All of lore.kernel.org
 help / color / mirror / Atom feed
From: Marc Zyngier <maz@kernel.org>
To: Oliver Upton <oupton@google.com>
Cc: kvm@vger.kernel.org, kvmarm@lists.cs.columbia.edu,
	Peter Shier <pshier@google.com>,
	Ricardo Koller <ricarkol@google.com>,
	Jing Zhang <jingzhangos@google.com>,
	Raghavendra Rao Anata <rananta@google.com>,
	James Morse <james.morse@arm.com>,
	Alexandru Elisei <Alexandru.Elisei@arm.com>,
	Suzuki K Poulose <suzuki.poulose@arm.com>,
	Andrew Jones <drjones@redhat.com>
Subject: Re: [PATCH 0/6] KVM: arm64: Implement PSCI SYSTEM_SUSPEND support
Date: Tue, 07 Sep 2021 18:43:42 +0100	[thread overview]
Message-ID: <87a6kocmcx.wl-maz@kernel.org> (raw)
In-Reply-To: <CAOQ_QsgOtufyB6_qGAs4fQf6kd81FSMSj44uiVRgoFQWOf3nRA@mail.gmail.com>

On Tue, 07 Sep 2021 17:30:33 +0100,
Oliver Upton <oupton@google.com> wrote:
> 
> On Mon, Sep 6, 2021 at 4:12 AM Marc Zyngier <maz@kernel.org> wrote:
> >
> > Hi Oliver,
> >
> > On Thu, 19 Aug 2021 23:36:34 +0100,
> > Oliver Upton <oupton@google.com> wrote:
> > >
> > > Certain VMMs/operators may wish to give their guests the ability to
> > > initiate a system suspend that could result in the VM being saved to
> > > persistent storage to be resumed at a later time. The PSCI v1.0
> > > specification describes an SMC, SYSTEM_SUSPEND, that allows a kernel to
> > > request a system suspend. This call is optional for v1.0, and KVM
> > > elected to not support the call in its v1.0 implementation.
> > >
> > > This series adds support for the SYSTEM_SUSPEND PSCI call to KVM/arm64.
> > > Since this is a system-scoped event, KVM cannot quiesce the VM on its
> > > own. We add a new system exit type in this series to clue in userspace
> > > that a suspend was requested. Per the KVM_EXIT_SYSTEM_EVENT ABI, a VMM
> > > that doesn't care about this event can simply resume the guest without
> > > issue (we set up the calling vCPU to come out of reset correctly on next
> > > KVM_RUN).
> >
> > More idle thoughts on this:
> >
> > Although the definition of SYSTEM_SUSPEND is very simple from a PSCI
> > perspective, I don't think it is that simple at the system level,
> > because PSCI is only concerned with the CPU.
> >
> > For example, what is a wake-up event? My first approach would be to
> > consider interrupts to be such events. However, this approach suffers
> > from at least two issues:
> >
> > - How do you define which interrupts are actual wake-up events?
> >   Nothing in the GIC architecture defines what a wake-up is (let alone
> >   a wake-up event).
> 
> Good point.
> 
> One possible implementation of suspend could just be a `WFI` in a
> higher EL. In this case, KVM could emulate WFI wake up events
> according to D1.16.2 in DDI 0487G.a. But I agree, it isn't entirely
> clear what constitutes a wakeup from powered down state.

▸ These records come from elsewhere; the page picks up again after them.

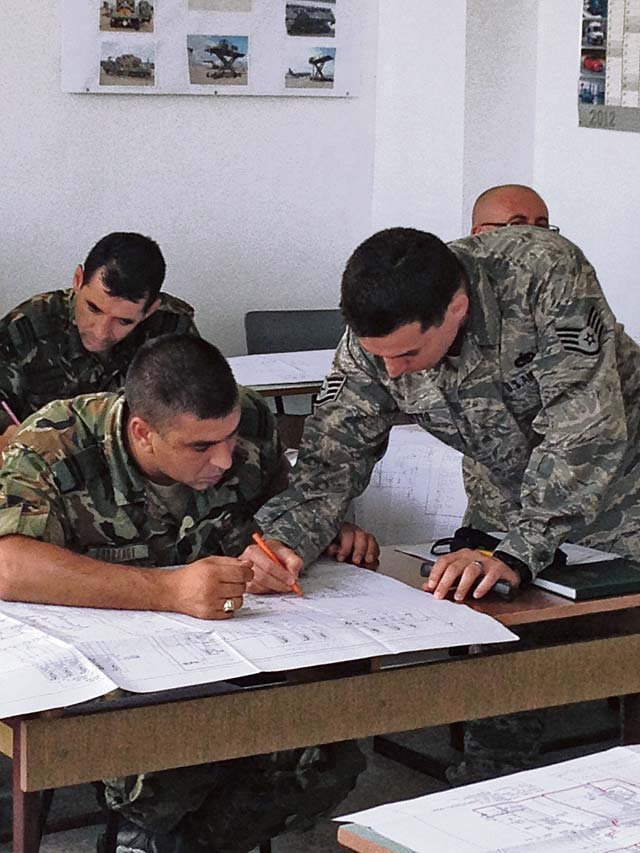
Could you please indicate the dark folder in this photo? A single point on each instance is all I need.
(591, 580)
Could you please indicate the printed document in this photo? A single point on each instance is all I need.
(347, 613)
(587, 805)
(416, 491)
(282, 368)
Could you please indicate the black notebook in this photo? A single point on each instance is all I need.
(592, 580)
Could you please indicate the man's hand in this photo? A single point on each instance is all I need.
(7, 436)
(201, 588)
(465, 567)
(269, 577)
(354, 545)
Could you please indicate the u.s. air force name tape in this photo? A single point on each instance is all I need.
(331, 388)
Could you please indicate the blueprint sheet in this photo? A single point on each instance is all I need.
(416, 491)
(588, 805)
(346, 613)
(282, 368)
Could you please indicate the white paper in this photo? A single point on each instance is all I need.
(38, 672)
(588, 805)
(346, 613)
(282, 368)
(416, 490)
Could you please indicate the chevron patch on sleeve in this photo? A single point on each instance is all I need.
(586, 340)
(331, 388)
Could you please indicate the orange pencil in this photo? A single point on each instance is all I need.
(264, 547)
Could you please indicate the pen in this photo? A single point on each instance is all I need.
(10, 412)
(264, 547)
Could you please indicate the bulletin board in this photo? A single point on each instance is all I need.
(609, 80)
(212, 47)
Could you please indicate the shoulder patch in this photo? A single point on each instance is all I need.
(331, 388)
(587, 339)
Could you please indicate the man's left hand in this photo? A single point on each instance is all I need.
(354, 545)
(464, 569)
(269, 577)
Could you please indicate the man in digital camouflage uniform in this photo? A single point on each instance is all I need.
(95, 493)
(503, 346)
(67, 342)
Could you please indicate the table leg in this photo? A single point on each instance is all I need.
(631, 718)
(26, 807)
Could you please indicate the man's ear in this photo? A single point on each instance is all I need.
(153, 307)
(78, 277)
(459, 306)
(141, 432)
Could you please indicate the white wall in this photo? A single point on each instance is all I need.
(500, 96)
(420, 116)
(591, 178)
(256, 202)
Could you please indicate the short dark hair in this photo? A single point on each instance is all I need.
(179, 374)
(134, 268)
(396, 277)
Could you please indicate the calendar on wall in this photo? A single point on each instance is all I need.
(212, 47)
(609, 80)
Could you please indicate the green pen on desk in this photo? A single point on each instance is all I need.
(501, 588)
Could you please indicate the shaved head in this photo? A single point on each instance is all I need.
(508, 204)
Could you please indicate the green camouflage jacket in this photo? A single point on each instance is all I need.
(545, 397)
(69, 480)
(42, 357)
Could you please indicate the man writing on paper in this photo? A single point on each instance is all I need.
(503, 346)
(68, 342)
(98, 491)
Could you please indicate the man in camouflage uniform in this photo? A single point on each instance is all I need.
(501, 206)
(503, 346)
(68, 342)
(95, 493)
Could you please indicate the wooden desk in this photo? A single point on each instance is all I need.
(365, 840)
(93, 741)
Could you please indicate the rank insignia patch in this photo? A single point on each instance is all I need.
(331, 388)
(586, 340)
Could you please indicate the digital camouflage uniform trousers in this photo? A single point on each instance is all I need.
(42, 357)
(543, 401)
(68, 479)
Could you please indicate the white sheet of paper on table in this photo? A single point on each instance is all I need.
(282, 368)
(416, 492)
(346, 613)
(587, 805)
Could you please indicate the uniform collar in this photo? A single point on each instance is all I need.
(483, 325)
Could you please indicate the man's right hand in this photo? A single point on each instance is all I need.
(201, 588)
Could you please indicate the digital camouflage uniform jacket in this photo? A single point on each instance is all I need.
(545, 397)
(68, 479)
(42, 357)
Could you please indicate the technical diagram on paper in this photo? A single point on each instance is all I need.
(346, 613)
(283, 368)
(416, 491)
(588, 805)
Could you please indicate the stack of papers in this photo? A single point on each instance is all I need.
(53, 656)
(588, 805)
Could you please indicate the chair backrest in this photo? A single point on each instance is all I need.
(293, 330)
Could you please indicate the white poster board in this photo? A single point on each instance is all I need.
(212, 47)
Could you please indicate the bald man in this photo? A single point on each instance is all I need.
(501, 206)
(510, 742)
(509, 204)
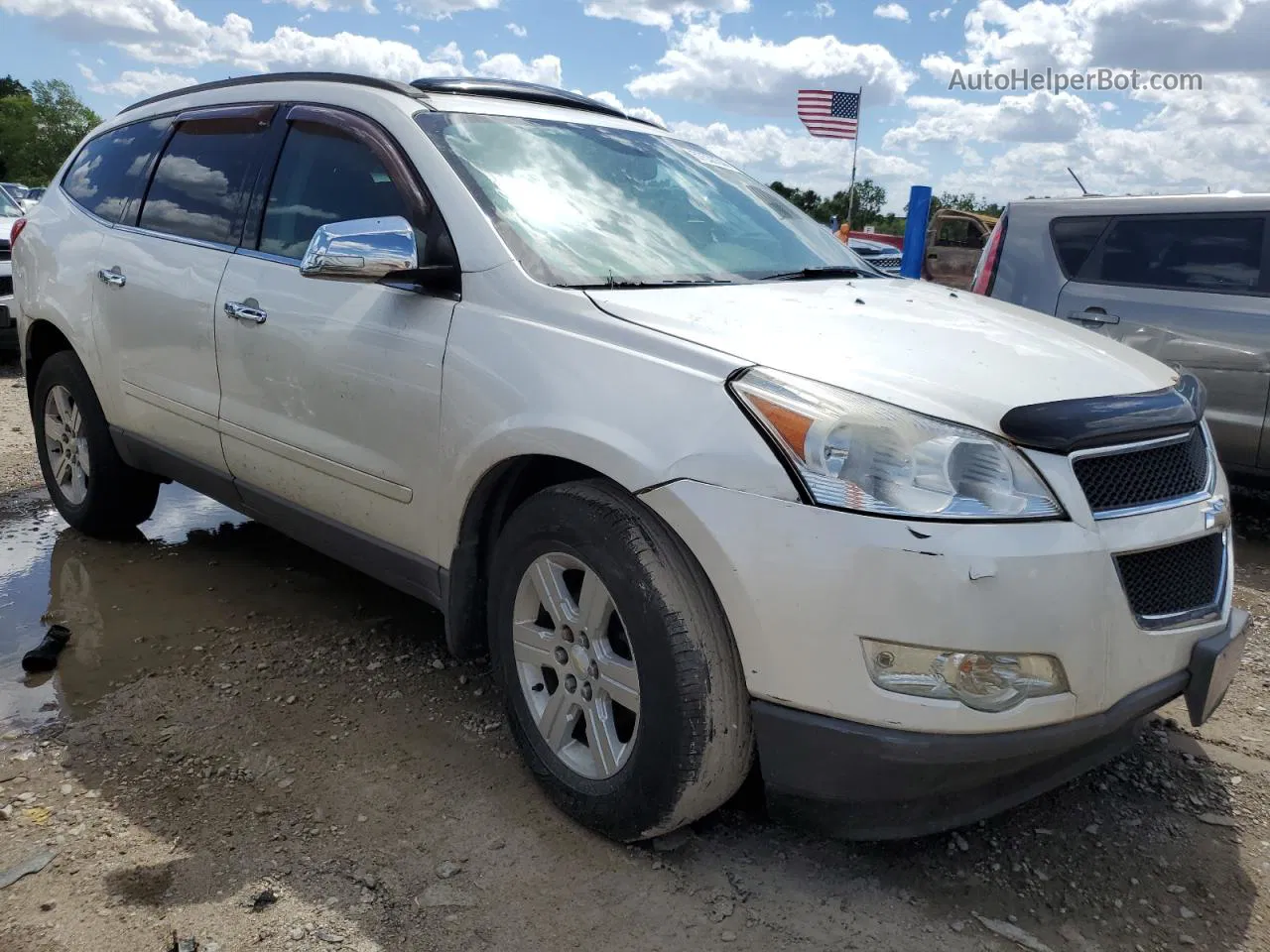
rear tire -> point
(93, 489)
(643, 702)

It isn't, and it is actually IMPDEF (there isn't much in the ARM ARM
in terms of what constitutes a low power state). And even if you
wanted to emulate a WFI in userspace, the problem of interrupts that
have their source in the kernel remains. How to you tell userspace
that such an event has occurred if the vcpu thread isn't in the
kernel?

> 
> > - Assuming you have a way to express the above, how do you handle
> >   wake-ups from interrupts that have their source in the kernel (such
> >   as timers, irqfd sources)?
> 
> I think this could be handled, so long as we allow userspace to
> indicate it has woken a vCPU. Depending on this, in the next KVM_RUN
> we'd say:
> 
> - Some IMP DEF event occurred; I'm waking this CPU now

I'm seeing the problem from the other side. The vcpu has exited to
userspace on a SUSPEND event. How is the kernel supposed to tell
userspace that there is a pending interrupt? To do that, you'd have to
keep the vcpu in the kernel on SUSPEND. Which is *exactly* WFI.

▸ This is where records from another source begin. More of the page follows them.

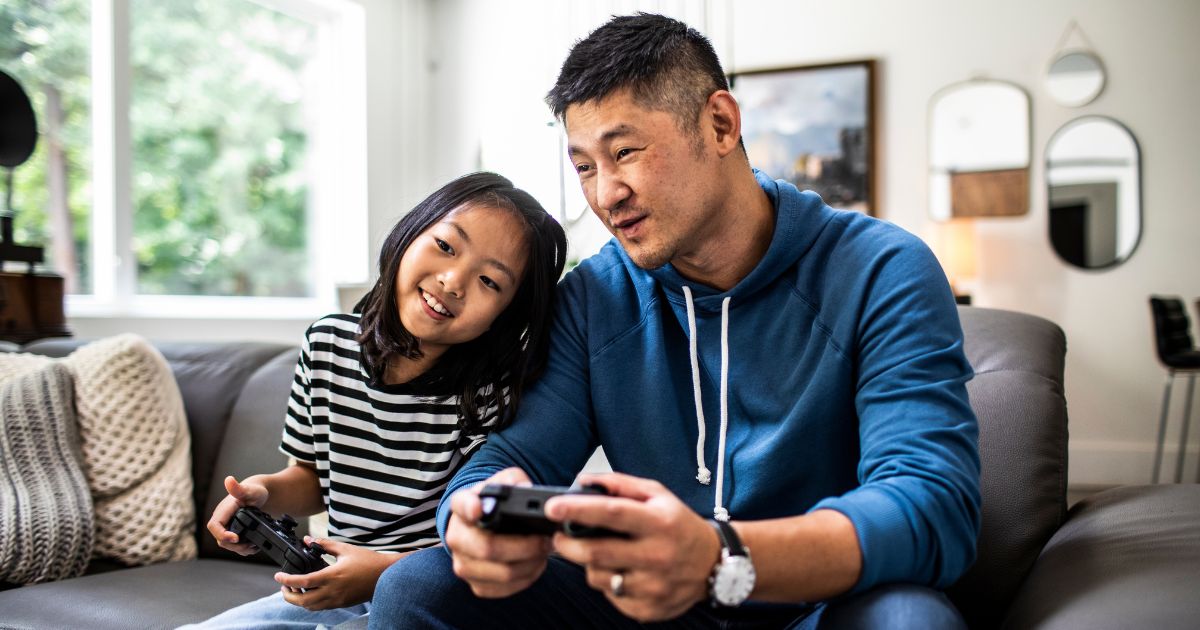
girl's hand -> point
(240, 495)
(348, 581)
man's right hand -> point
(247, 493)
(496, 565)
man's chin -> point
(646, 259)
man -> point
(763, 372)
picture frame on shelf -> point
(814, 126)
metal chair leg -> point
(1162, 425)
(1183, 433)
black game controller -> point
(277, 539)
(520, 510)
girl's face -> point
(459, 275)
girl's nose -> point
(450, 282)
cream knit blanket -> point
(136, 448)
(46, 510)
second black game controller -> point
(277, 540)
(520, 510)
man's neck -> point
(737, 244)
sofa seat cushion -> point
(1128, 557)
(161, 595)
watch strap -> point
(729, 538)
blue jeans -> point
(421, 592)
(274, 613)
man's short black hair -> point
(666, 65)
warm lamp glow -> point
(954, 244)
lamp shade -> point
(954, 244)
(18, 127)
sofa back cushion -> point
(1018, 396)
(251, 442)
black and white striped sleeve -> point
(298, 439)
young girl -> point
(389, 402)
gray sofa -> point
(1123, 558)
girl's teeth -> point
(436, 305)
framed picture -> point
(814, 126)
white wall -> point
(497, 58)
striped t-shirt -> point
(384, 454)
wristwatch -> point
(733, 575)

> - I've either chosen to ignore the guest or will defer to KVM's
> suspend implementation
> 
> > How do you cope with directly injected interrupts?
> 
> No expert on this, I'll need to do a bit more reading to give a good
> answer here.
> 
> > It looks to me that your implementation can only work with userspace
> > provided events, which is pretty limited.
> 
> Right. I implemented this from the mindset that userspace may do
> something heavyweight when a guest suspends, like save it to a
> persistent store to resume later on. No matter what we do in KVM, I
> think it's probably best to give userspace the right of first refusal
> to handle the suspension.

Maybe. But if you want to handle wake-up from interrupts to actually
work, you must return to the kernel for the wake-up to occurs.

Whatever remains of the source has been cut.